Hemos dejado para el final otros dos pabellones “transnacionales”. Uno es el suizo, que se plantea la siempre negativa de Giacometti de representar a su país en este lugar. El otro, por descontado, el español, apartida, de Jordi Colomer y Manuel Segade. Digamos que “¡Únete! Join Us!” es un buen proyecto que desconcierta al espectador de la Bienal, ya que la suya no es una propuesta fácil, más bien fragmentada, que este tiene que ir reconstruyendo en su cabeza y eligiendo finalmente si la asume o la rechaza. Para eso están las escultóricas-gradas, en las que uno puede dedicarse a seguir a las tres protagonistas de los vídeos, aprender a bailar como en Bollywood o simplemente terminar de comer o consultar el móvil. En el fondo, esas son opciones tan legítimas de estar en el mundo como cualquier otras, mientras otros se encargan de llevar a cabo las “revoluciones”.

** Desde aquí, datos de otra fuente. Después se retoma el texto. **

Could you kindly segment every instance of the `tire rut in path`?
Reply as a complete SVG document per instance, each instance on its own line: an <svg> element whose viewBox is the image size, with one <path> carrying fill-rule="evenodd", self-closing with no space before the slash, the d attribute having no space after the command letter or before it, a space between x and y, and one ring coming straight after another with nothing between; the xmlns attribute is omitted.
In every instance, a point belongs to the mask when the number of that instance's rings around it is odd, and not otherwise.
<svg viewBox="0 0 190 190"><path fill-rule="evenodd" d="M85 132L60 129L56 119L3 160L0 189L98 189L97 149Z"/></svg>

Si aún les quedan fuerzas, hay más pabellones (hasta 87) y más citas expositivas extramuros, diseminadas por toda la ciudad. Mención especial, por ejemplo, la propuesta catalana de Mery Cuesta como comisaria y Antoni Abad como artista, que intentan “visibilizar” la Venecia que no se ve con recorridos guiados por invidentes. Eso da pie a un delicioso mapa sonoro de la urbe de los canales. Damien Hirst es el rey en la Dogana y el Palacio Grassi; Jan Fabre en la abadía de San Gregorio (recuperando el trabajo en hueso y cristal de 40 años de profesión); Mark Tobey en la Fundación Peggy Guggenheim; Pistoletto en San Giorggio Magiore; Phillip Guston, protagonista en la Academia, mientras Fernando Zóbel lo es en la Fondaco Marcello. Y una algo decepcionante “Intuitions” en el Palacio Fortuny, donde un mal montaje puede crujir de lleno una idea genial con grandes obras que ilustran el poder evocador de los artistas. Justo lo que perseguía Christine Marcel.